AI’s Earthbound Crisis Deepens: Oracle Axes 30,000 as Space Emerges as Solution - Half of Global Projects Stalled

The AI industry faces an unprecedented infrastructure crisis as OpenAI's flagship $500 billion 'Stargate' project grinds to a halt in Britain, with its planned 8,000-chip facility remaining shuttered months after its promised 2026 opening. This paralysis comes amid Oracle's massive 30,000-worker layoff, revealing a sector-wide bottleneck that has stalled half of Earth's AI projects and forcing industry leaders to urgently pivot toward orbital computing solutions as terrestrial limitations become insurmountable.
The problems aren’t limited to a few companies
Research group Sightline Climate found that between 30% and 50% of large AI facilities planned for the United States this year will face delays or get scrapped entirely.
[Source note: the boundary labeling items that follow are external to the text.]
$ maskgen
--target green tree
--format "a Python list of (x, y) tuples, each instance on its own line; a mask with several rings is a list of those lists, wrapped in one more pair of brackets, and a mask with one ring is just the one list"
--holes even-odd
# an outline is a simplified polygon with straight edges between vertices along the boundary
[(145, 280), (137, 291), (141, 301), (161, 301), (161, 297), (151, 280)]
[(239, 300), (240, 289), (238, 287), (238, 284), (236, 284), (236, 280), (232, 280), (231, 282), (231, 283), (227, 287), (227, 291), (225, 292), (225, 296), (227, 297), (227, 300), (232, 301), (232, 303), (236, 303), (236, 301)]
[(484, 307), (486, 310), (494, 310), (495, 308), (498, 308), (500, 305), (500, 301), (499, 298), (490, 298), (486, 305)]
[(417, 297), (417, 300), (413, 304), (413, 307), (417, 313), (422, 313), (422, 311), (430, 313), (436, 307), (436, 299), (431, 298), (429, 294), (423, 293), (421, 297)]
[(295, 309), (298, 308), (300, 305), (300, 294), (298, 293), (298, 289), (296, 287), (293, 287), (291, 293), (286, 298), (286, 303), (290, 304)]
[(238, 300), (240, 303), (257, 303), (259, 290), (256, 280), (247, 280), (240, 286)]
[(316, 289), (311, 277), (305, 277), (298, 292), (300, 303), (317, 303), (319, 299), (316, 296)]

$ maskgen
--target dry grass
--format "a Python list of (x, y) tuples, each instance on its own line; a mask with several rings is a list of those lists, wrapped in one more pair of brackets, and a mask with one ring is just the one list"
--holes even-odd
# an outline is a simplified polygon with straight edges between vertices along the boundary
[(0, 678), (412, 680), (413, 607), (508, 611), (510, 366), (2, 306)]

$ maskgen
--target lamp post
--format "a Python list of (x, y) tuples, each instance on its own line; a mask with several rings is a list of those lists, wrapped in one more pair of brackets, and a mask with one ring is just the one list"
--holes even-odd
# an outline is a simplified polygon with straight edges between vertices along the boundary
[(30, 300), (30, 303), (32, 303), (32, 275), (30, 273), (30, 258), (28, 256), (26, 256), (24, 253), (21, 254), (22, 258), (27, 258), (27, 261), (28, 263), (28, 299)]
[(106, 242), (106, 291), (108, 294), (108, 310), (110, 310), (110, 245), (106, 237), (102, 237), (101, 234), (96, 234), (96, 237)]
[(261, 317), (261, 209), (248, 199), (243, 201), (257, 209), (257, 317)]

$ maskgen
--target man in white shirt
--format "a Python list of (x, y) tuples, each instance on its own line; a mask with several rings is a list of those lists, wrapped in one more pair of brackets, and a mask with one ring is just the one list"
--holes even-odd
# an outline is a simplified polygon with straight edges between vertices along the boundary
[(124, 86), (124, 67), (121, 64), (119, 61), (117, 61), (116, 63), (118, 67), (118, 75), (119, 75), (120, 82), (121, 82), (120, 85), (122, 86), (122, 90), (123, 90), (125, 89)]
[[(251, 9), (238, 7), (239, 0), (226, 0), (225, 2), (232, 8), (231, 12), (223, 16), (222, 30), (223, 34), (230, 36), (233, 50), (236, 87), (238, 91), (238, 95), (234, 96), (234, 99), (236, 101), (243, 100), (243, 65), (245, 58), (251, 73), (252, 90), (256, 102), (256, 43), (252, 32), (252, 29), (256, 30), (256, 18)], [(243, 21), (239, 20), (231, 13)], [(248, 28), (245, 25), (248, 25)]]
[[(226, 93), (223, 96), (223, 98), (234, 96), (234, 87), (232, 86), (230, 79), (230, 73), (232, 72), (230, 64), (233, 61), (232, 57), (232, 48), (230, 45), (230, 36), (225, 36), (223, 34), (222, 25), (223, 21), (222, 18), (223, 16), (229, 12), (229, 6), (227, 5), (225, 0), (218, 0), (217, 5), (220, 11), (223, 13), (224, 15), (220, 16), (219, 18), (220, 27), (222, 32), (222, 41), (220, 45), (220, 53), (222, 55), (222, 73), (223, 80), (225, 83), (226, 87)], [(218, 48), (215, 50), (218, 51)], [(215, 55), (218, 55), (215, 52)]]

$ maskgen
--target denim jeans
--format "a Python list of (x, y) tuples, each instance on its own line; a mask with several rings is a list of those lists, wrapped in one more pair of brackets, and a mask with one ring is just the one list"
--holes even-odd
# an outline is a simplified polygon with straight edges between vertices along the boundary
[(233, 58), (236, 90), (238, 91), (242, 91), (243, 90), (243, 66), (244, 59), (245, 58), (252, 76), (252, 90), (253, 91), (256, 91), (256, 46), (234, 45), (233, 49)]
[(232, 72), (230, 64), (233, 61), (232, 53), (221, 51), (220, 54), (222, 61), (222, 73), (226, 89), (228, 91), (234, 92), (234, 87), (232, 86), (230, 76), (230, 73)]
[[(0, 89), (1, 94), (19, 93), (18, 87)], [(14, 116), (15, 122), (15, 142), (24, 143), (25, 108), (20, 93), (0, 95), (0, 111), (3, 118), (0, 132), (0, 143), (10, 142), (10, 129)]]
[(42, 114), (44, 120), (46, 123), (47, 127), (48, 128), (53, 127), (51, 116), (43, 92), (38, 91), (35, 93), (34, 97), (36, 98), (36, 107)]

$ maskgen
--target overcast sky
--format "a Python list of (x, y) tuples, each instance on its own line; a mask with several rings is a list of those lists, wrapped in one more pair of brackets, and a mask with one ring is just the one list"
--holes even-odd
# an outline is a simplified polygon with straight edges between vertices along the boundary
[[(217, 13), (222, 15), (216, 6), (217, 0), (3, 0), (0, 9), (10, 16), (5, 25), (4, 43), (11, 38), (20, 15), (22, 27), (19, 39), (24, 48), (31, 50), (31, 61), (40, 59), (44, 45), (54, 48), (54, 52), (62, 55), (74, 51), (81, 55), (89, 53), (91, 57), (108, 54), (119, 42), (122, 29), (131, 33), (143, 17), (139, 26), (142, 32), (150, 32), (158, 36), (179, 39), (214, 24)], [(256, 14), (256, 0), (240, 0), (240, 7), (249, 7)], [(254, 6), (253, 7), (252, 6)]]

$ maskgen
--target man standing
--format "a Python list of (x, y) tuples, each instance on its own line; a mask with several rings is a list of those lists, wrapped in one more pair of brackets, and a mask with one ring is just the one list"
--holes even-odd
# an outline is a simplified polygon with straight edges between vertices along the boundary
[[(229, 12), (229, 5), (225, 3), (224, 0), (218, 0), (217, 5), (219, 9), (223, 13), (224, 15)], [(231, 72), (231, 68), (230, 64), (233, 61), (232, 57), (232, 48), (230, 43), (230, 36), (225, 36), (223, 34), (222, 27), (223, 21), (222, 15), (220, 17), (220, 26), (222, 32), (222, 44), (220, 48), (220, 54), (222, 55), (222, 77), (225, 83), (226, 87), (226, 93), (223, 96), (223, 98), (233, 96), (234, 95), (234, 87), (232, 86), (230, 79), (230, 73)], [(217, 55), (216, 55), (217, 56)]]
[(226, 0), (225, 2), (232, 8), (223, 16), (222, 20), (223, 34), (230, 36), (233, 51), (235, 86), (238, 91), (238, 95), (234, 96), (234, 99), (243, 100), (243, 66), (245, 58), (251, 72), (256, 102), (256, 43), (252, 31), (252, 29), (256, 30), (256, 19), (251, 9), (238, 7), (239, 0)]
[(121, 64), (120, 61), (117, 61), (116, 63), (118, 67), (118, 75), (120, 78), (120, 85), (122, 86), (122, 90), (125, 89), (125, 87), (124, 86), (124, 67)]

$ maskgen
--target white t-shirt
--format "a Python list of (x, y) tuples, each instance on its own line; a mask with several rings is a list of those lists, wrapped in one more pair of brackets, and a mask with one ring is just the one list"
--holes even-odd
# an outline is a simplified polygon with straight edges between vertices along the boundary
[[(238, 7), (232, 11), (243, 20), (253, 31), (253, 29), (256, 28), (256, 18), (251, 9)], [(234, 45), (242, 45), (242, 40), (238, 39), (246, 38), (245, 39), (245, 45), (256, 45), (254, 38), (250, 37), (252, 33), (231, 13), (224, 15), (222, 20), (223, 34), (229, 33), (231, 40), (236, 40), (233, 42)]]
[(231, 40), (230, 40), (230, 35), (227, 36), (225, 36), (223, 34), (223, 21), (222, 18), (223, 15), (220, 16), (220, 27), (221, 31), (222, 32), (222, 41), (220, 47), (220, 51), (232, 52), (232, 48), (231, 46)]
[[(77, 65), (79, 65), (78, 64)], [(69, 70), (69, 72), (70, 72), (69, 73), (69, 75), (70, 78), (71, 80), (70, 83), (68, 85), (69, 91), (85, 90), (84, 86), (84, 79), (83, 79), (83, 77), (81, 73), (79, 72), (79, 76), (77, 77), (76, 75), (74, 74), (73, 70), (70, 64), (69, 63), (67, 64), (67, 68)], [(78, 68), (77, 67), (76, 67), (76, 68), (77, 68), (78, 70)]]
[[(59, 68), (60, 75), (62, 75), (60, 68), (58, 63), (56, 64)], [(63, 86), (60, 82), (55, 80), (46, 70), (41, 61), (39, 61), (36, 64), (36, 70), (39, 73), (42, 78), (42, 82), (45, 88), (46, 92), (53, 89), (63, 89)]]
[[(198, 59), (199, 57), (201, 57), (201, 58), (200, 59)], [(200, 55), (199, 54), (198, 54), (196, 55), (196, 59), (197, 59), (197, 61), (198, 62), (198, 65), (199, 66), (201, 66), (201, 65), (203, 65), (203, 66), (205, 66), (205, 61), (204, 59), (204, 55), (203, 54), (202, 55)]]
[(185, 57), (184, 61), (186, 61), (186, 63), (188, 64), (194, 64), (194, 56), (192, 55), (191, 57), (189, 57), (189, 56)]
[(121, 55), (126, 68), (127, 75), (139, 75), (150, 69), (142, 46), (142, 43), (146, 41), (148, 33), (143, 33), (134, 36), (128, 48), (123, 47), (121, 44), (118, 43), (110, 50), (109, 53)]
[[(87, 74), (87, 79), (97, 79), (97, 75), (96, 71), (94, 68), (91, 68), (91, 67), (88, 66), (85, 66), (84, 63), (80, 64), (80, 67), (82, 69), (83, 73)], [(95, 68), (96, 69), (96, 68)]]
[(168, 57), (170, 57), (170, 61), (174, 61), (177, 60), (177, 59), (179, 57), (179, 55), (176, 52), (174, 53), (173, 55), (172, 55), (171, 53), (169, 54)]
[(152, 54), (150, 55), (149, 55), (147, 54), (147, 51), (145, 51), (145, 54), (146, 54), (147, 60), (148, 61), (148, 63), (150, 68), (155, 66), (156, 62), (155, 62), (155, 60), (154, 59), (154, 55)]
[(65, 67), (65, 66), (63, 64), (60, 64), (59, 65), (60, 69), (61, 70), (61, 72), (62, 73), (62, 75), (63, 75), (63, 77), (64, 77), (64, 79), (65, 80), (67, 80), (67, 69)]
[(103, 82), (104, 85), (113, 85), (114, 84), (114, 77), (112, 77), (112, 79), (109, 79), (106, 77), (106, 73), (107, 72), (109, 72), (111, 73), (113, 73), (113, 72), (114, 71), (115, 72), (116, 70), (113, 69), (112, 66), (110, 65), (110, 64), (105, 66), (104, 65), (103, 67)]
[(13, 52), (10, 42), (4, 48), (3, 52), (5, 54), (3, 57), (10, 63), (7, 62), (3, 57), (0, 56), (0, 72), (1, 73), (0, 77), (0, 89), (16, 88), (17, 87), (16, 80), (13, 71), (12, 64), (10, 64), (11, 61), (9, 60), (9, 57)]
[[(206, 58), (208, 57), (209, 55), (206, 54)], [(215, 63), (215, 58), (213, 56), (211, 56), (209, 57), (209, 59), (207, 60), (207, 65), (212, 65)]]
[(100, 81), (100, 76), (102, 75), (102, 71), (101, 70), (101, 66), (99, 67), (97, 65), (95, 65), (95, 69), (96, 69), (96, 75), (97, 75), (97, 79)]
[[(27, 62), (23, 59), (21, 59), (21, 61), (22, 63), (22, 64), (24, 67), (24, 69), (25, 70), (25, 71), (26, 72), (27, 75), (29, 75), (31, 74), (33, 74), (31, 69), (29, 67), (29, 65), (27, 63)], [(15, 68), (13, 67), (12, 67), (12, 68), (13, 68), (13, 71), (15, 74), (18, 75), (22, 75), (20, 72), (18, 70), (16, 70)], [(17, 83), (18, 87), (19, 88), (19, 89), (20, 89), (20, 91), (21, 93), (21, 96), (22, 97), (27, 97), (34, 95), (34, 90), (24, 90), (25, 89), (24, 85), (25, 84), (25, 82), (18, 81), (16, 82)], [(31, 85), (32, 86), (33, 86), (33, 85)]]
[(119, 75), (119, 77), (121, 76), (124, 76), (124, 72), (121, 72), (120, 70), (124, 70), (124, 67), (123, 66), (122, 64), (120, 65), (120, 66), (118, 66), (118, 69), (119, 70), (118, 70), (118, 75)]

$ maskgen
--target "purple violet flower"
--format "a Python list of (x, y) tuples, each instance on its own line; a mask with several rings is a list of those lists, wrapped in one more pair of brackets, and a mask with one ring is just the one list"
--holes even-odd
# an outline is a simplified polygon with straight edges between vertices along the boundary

The group looked at 140 building projects representing at least 16 gigawatts of capacity scheduled to open by the end of 2026, but only around 5 gigawatts are actually being built right now.
Last year saw similar issues, with 26% of announced capacity getting delayed and another 10% pushed back to later dates. For 2027, plans call for more than 25 gigawatts, but less than 10 gigawatts is currently under construction.
Power supply is the biggest problem. Global electricity use by these facilities hit roughly 415 terawatt-hours in 2024, and the International Energy Agency thinks it could top 1,000 terawatt-hours by 2026. In Virginia, these facilities already consume 26% of all electricity. Ireland could reach 32% by the end of this year.
Getting basic equipment like batteries and transformers has also become difficult, according to Bloomberg.
Some companies are proposing wild solutions
SpaceX filed paperwork on January 30 asking to launch up to one million satellites to create what it called a constellation with “unprecedented computing capacity to power advanced artificial intelligence models.” Seven weeks later, Blue Origin filed for 51,600 satellites in its Project Sunrise.
Starcloud, a startup, raised $170 million in March at a $1.1 billion value and filed for permission to launch 88,000 satellites. Aethero, another new company, raised $8.4 million for similar work.
But scientists say the physics don’t work. Getting rid of heat in space requires about 1,200 square meters of radiator for every megawatt of power. Radiation damages chips.
Communication delays make training AI models nearly impossible. IEEE Spectrum calculated a one-gigawatt space facility would cost upward of $50 billion, roughly three times what a similar ground facility would cost.
Even Altman has called the idea “ridiculous” for this decade, pointing out that launch costs relative to regular power costs “simply does not work yet.”